VHN referrals to qualified private sector clinics

Several VHNs told us they would seek services in the private sector for women rejected at government facilities. The majority of VHNs had complex connections with both government and private medical doctors. In fact, the majority of rural women did not even consider government facilities for their abortions, particularly if they could afford the fees of private providers. In most cases the VHNs knew which women would want services from private doctors and made arrangements for them accordingly. The links with private providers were not new but developed during the target era, as illustrated by one VHN:

"I never take any of my MTP clients to the government sterilisation camps because the quality is poor. I inform my clients that they can get MTP at concessional rates in private clinics. But I insist they come with me to the District Central Hospital for sterilisation after MTP."

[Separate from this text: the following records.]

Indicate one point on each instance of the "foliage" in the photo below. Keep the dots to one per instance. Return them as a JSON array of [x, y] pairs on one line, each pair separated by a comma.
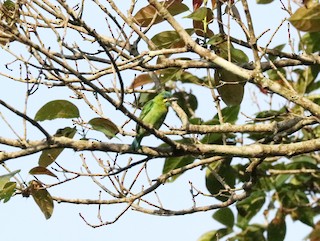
[[98, 79]]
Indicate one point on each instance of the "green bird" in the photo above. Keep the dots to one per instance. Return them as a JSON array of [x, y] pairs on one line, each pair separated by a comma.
[[153, 113]]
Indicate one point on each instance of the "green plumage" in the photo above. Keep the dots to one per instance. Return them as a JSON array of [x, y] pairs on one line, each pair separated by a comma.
[[153, 113]]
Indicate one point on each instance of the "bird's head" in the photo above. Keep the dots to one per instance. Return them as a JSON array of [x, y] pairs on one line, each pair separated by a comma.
[[167, 97]]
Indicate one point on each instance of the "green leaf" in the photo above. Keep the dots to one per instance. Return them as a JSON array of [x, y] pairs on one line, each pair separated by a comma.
[[146, 14], [226, 172], [214, 235], [250, 233], [224, 216], [172, 163], [311, 42], [106, 126], [6, 178], [42, 197], [57, 109], [169, 39], [7, 191], [230, 114], [249, 207], [49, 156], [187, 101], [276, 230], [307, 19], [39, 170], [278, 48], [199, 15]]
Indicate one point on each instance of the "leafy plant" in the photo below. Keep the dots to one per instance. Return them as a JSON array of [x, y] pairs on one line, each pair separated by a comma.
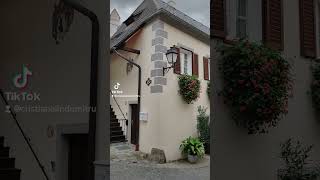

The VHNs we interviewed had varied levels and styles of networking with the private sector. Not all of them were equally motivated, and some may have been more skillful than others in developing and maintaining such contacts. Approximately half of the 42 VHNs we talked with were well-connected with private providers as well as the government health care system. They often accompanied their clients to the private clinics, to make sure they received prompt service. In most cases they were able to bargain for lower fees. They also received a small commission, around 100 rupees per case. Their main concern, however, appeared to be to lessen the risk of post-abortion complications, which they believed were higher in the government services.

One VHN took all her MTP clients to one private lady doctor in the city, with whom she had worked in a PHC for more than a decade:

"This doctor is very understanding and not money-minded. Whenever she does MTP, there has not been a single case of complications ... If anybody wants MTP they approach me, or when I go on follow-up visits I find out for myself Then immediately I contact my doctor friend and inform her that I will be bringing a case for MTP."

Five or six seemed to have less contact with private practitioners. One referred but did not accompany women to the private clinics, though she did occasionally accompany them to the District Central Hospital:

"If we take a case to a private doctor, and the doctor demands her fees, sometimes the woman openly abuses us. They think we are paid a high commission and therefore they are being charged so much. So, unnecessarily they start fighting with us. Hence I do not take the cases to the private doctors. I refer and never get involved in the financial transaction."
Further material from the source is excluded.